Medical Policy Group, August 2022 (3): 2022 Updates to Key Points and References. A peer reviewed literature analysis was completed and no new information was identified that would alter the coverage statement of this policy.

Medical Policy Group, July 2023 (11): 2023 Updates to Key Points, Benefit Application and References. A peer reviewed literature analysis was completed and no new information was identified that would alter the coverage statement of this policy

This medical policy is not an authorization, certification, explanation of benefits, or a contract. Eligibility and benefits are determined on a case-by-case basis according to the terms of the member’s plan in effect as of the date services are rendered. All medical policies are based on (i) research of current medical literature and (ii) review of common medical practices in the treatment and diagnosis of disease as of the date hereof. Physicians and other providers are solely responsible for all aspects of medical care and treatment, including the type, quality, and levels of care and treatment.

This policy is intended to be used for adjudication of claims (including pre-admission certification, pre-determinations, and pre-procedure review) in Blue Cross and Blue Shield’s administration of plan contracts.

The plan does not approve or deny procedures, services, testing, or equipment for our members. Our decisions concern coverage only. The decision of whether or not to have a certain test, treatment or procedure is one made between the physician and his/her patient. The plan administers benefits based on the member’s contract and corporate medical policies. Physicians should always exercise their best medical judgment in providing the care they feel is most appropriate for their patients. Needed care should not be delayed or refused because of a coverage determination.

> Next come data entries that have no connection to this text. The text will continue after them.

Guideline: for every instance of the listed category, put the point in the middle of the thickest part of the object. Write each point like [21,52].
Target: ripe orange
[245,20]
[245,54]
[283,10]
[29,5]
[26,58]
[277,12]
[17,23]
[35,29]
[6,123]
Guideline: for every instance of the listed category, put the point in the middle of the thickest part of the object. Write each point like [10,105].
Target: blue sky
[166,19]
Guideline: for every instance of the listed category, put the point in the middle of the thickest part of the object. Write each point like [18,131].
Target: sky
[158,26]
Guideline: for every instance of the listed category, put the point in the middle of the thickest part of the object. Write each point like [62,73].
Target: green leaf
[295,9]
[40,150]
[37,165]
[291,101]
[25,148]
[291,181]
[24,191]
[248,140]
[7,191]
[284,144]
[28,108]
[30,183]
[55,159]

As a general rule, benefits are payable under health plans only in cases of medical necessity and only if services or supplies are not investigational, provided the customer group contracts have such coverage.

The following Association Technology Evaluation Criteria must be met for a service/supply to be considered for coverage:

1. The technology must have final approval from the appropriate government regulatory bodies;

2. The scientific evidence must permit conclusions concerning the effect of the technology on health outcomes;

3. The technology must improve the net health outcome;

4. The technology must be as beneficial as any established alternatives;

5. The improvement must be attainable outside the investigational setting.

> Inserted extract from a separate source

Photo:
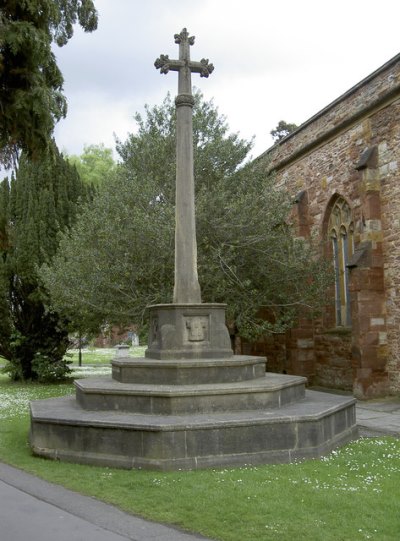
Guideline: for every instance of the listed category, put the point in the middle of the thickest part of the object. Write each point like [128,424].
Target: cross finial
[165,64]
[187,288]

Medical Necessity means that health care services (e.g., procedures, treatments, supplies, devices, equipment, facilities or drugs) that a physician, exercising prudent clinical judgment, would provide to a patient for the purpose of preventing, evaluating, diagnosing or treating an illness, injury or disease or its symptoms, and that are:

1. In accordance with generally accepted standards of medical practice; and

2. Clinically appropriate in terms of type, frequency, extent, site and duration and considered effective for the patient’s illness, injury or disease; and

3. Not primarily for the convenience of the patient, physician or other health care provider; and

4. Not more costly than an alternative service or sequence of services at least as likely to produce equivalent therapeutic or diagnostic results as to the diagnosis or treatment of that patient’s illness, injury or disease.